This is a guest post by Saideh Jamshidi, an Iranian-American journalist who is doing graduate study in journalism at the University of Wisconsin-Madison.
Last month, I attended a conference at Lake Forest College about the “Future of Secularism and the Public Role of Religion in Iran,” where a group of intellectuals and university professors gathered to discuss the future of secularism in the Middle East and Iran’s role in shaping this phenomenon.
“Iran is the only country in that part of the world where we have a grassroots massive movement towards secularization”, said Ahmad Sadri, a professor of sociology and anthropology at Lake Forest College and the chair of Islamic World Studies.
Interview with Ahmad Sadri: [audio:https://insideislam.webhosting.cals.wisc.edu/audio/dStory/AhmadSadri.mp3]
Iran has become an important player in the secularism movement, particularly after the clash between the Islamic government and the Iranian masses in June 2009. For the past 30 years, the Islamic Republic of Iran has been faithful to both Islamic values by implementing Sharia laws in its constitution and republican values by conducting national and local elections in the country.
But the notion of democracy was violated in June 2009 when the government opened fire on demonstrators protesting the results of the presidential election.

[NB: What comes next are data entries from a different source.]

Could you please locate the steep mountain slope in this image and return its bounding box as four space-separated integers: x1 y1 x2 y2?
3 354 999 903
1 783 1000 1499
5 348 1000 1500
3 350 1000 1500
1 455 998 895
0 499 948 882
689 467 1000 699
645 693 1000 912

Many leading figures of the demonstrations as well as reformist politicians were arrested and imprisoned. The reports of inmates’ treatment in prisons evoked anger in the Iranian public. Now the public is questioning the legitimacy of the government.
“It is a dead man walking,” said Ahmad Sadri, “because it was democracy that was giving this theocratic government its legitimacy,” and now everything is destroyed after the government attacked the peaceful demonstrations, Sadri Said.
At the Lake Forest College conference, Iranian and American intellectuals argued their cases and represented their papers, discussing the future of Iran when the Islamic government would fall. “I have brought these people in this conference so we can knock our heads together and kind of figure out what do we do with the institution of religion and how do we reconcile the polarities that has been developed because of 30 years theocracy in Iran,” Sadri said.
Now things are rapidly changing in Iran. The government has become shakier than ever and the public has become less supportive. So, the question is whether or not this government can survive, and if it falls, what would be the future of Iran in its political spectrum? Can Iranians learn from their mistakes and head to a brighter future in the Middle East?